Der Rücktritt des Harvard-Präsidenten erfolgt fast drei Monate nach dem Hamas-Terroranschlag gegen Israel am 7. Oktober, auf den die Harvard-Führung nicht angemessen reagierte, nachdem mehr als 30 ihrer Studentengruppen eine Pro-Terror-Erklärung unterzeichnet hatten, in der sie Israel selbst für den Angriff verantwortlich machten.

Die Universität reagierte zunächst mit einer vagen und allgemeinen Stellungnahme, in der Harvard die betreffenden Studentengruppen nicht konterte oder auch nur erwähnte. Nach einer landesweiten Gegenreaktion veröffentlichte Gay eine Folgeerklärung, in der er versuchte, die Schule von den Schülern zu distanzieren, die die Pro-Terror-Erklärung unterzeichnet hatten.

Anschließend gab Harvard eine dritte Erklärung ab, in der er die Öffentlichkeit über die Bedeutung der freien Meinungsäußerung belehrte, was viele ironisch fanden, wenn man bedenkt, dass Harvard zur schlechtesten Schule für freie Meinungsäußerung des Jahres 2023 gekürt wurde.

Um die Sache noch schlimmer zu machen, gab Gay zusammen mit den Präsidenten der University of Pennsylvania und des MIT am 5. Dezember vor dem Kongress eine katastrophale Aussage über Antisemitismus ab.

Während der Anhörung vor dem Kongress weigerten sich die Präsidenten bekanntermaßen, zu sagen, ob die Befürwortung des jüdischen Völkermords auf dem Campus erlaubt sei.

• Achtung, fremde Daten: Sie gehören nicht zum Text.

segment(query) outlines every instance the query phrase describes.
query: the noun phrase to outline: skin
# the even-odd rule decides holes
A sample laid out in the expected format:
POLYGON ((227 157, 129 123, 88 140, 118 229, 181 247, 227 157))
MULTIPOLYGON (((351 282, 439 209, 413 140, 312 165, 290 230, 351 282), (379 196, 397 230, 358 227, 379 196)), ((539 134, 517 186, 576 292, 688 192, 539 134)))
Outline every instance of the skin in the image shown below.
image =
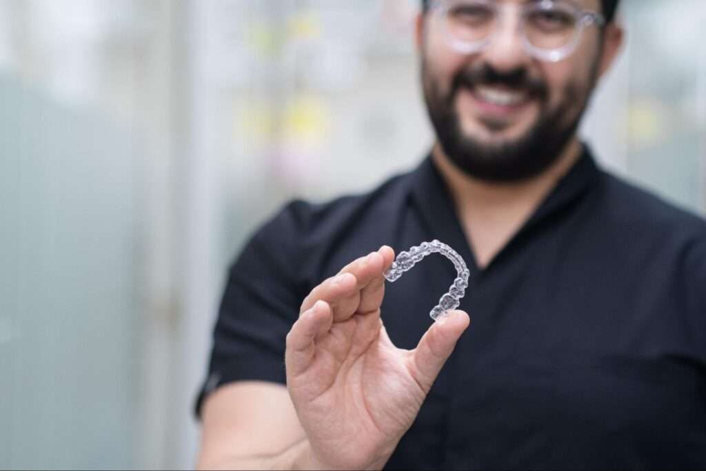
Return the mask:
MULTIPOLYGON (((522 3, 498 1, 514 6, 522 3)), ((576 0, 575 3, 585 11, 600 11, 599 0, 576 0)), ((525 52, 516 33, 517 18, 511 19, 488 49, 472 55, 459 54, 448 47, 438 25, 428 17, 420 16, 417 23, 417 44, 424 57, 423 83, 428 102, 430 87, 438 89, 441 96, 448 96, 455 76, 484 64, 503 73, 525 69, 529 76, 544 84, 546 96, 544 100, 530 100, 519 109, 495 114, 492 119, 488 118, 487 107, 470 90, 460 91, 453 100, 453 111, 462 136, 481 146, 497 148, 521 140, 532 131, 543 112, 563 109, 560 127, 568 127, 578 121, 596 83, 610 69, 623 41, 623 31, 616 23, 607 25, 602 36, 599 28, 592 26, 585 30, 573 55, 560 62, 543 62, 525 52), (568 94, 568 90, 573 92, 568 94), (567 102, 568 96, 577 99, 567 102)), ((581 145, 574 132, 552 155, 534 156, 548 165, 532 178, 489 181, 459 165, 464 157, 447 155, 437 141, 433 158, 450 189, 479 266, 487 266, 492 261, 568 172, 580 153, 581 145)))
MULTIPOLYGON (((518 4, 520 0, 507 0, 518 4)), ((598 0, 581 2, 597 10, 598 0)), ((619 49, 617 26, 585 36, 579 50, 558 64, 527 57, 508 28, 493 47, 462 56, 445 46, 426 17, 417 20, 417 44, 441 90, 474 61, 502 69, 531 67, 549 85, 546 106, 562 100, 569 83, 587 84, 608 70, 619 49)), ((587 89, 587 93, 590 91, 587 89)), ((532 128, 539 104, 497 117, 492 126, 472 97, 455 106, 463 132, 493 145, 515 139, 532 128)), ((580 110, 573 109, 571 112, 580 110)), ((568 116, 569 119, 570 116, 568 116)), ((563 175, 580 152, 575 136, 554 162, 532 179, 489 182, 459 168, 438 143, 433 157, 446 179, 476 257, 489 261, 563 175), (473 201, 471 207, 467 202, 473 201), (498 242, 500 241, 500 242, 498 242)), ((384 270, 395 254, 390 247, 352 262, 324 280, 301 304, 287 338, 287 387, 240 382, 220 388, 205 400, 200 469, 381 469, 412 425, 438 372, 468 327, 463 311, 433 323, 414 350, 397 349, 381 318, 384 270)), ((420 313, 409 313, 421 315, 420 313)))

Tage später trat Liz Magill, Präsidentin der University of Pennsylvania, zurück.

Danach wurde die Dissertation des Doktoranden vom konservativen Aktivisten und CRT-Experten Christopher Rufo in Frage gestellt, der dem Harvard-Präsidenten Plagiate vorwarf. Danach häuften sich die Plagiatsvorwürfe gegen Gay.

Vor einigen Wochen wurden in einer offiziellen akademischen Beschwerde gegen Gay neue Vorwürfe aufgedeckt, als das Office of Research Integrity der Universität eine Beschwerde mit mehr als 40 mutmaßlichen Plagiatsfällen erhielt.

Dann, am Montag, wurde der Präsident von Harvard in einer bei der Universität eingereichten Beschwerde mit sechs weiteren Plagiatsvorwürfen konfrontiert, wodurch sich die Gesamtzahl der Vorwürfe gegen Gay auf fast 50 erhöhte.